The forthcoming statutory measures will operationalise reforms announced earlier this quarter, including the rationalisation of inspection and permit fees, the digitalisation of regulatory processes, and the removal of redundant compliance costs — all intended to stimulate enterprise growth and competitiveness.

Treasury insists that Zimbabwe’s reform momentum rests on a foundation of macroeconomic stability and fiscal discipline that has already earned international recognition.
“We have really hit the right chord in terms of our economic reforms and our quest for macroeconomic stability. Institutions such as the IMF have commended us for the hard work we’ve done,” Professor Ncube said. “The results are evident — a 6.6 percent growth rate this year and a projected 5 percent next year, among the fastest in the region.”

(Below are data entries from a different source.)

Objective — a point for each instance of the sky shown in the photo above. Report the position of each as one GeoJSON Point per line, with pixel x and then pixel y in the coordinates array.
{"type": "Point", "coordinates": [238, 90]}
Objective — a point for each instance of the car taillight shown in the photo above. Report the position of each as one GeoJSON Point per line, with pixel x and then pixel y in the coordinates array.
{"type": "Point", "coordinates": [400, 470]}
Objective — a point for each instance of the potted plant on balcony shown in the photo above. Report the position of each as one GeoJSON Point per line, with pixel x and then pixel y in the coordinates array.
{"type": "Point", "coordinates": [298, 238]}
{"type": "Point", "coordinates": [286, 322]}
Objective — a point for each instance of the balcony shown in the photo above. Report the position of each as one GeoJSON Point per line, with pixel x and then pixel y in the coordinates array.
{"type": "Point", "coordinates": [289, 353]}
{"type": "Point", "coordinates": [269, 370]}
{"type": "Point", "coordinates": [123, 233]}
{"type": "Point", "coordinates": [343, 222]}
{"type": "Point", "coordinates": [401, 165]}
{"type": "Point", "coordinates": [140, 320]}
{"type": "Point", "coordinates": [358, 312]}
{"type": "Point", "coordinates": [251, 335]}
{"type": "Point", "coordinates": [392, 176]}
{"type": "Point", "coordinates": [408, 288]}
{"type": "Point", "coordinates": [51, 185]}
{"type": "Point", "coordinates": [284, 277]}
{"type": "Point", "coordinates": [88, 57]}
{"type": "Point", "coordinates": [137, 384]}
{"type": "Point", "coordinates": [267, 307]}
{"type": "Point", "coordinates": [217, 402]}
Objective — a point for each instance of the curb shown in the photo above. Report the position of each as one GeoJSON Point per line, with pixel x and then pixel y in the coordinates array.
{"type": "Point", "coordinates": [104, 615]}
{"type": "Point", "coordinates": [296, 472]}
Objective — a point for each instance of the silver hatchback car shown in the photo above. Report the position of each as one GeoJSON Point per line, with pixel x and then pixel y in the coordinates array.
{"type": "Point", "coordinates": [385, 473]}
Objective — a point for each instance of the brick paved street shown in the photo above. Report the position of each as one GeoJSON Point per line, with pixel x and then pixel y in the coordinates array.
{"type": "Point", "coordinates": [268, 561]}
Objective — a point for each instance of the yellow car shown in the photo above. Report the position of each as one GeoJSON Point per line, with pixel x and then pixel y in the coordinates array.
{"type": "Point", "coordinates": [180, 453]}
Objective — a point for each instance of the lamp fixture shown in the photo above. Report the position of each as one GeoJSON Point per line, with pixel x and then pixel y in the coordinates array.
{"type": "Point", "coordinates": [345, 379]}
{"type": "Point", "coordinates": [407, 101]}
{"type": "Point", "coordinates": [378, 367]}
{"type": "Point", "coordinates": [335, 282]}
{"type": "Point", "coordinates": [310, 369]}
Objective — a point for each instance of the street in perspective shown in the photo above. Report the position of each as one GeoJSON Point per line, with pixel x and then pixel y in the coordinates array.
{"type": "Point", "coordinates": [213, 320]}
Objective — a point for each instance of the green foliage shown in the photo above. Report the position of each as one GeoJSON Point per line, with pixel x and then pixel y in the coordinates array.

He added that tight fiscal and monetary policies had bolstered the local currency, moderated inflation, and improved investor confidence.

“Prudent fiscal management and monetary policy are helping support our currency, lowering prices, and creating that necessary stability in terms of the buying power and value of our currency. All that is hitting the right note in terms of sustainable growth and development going forward,” he said.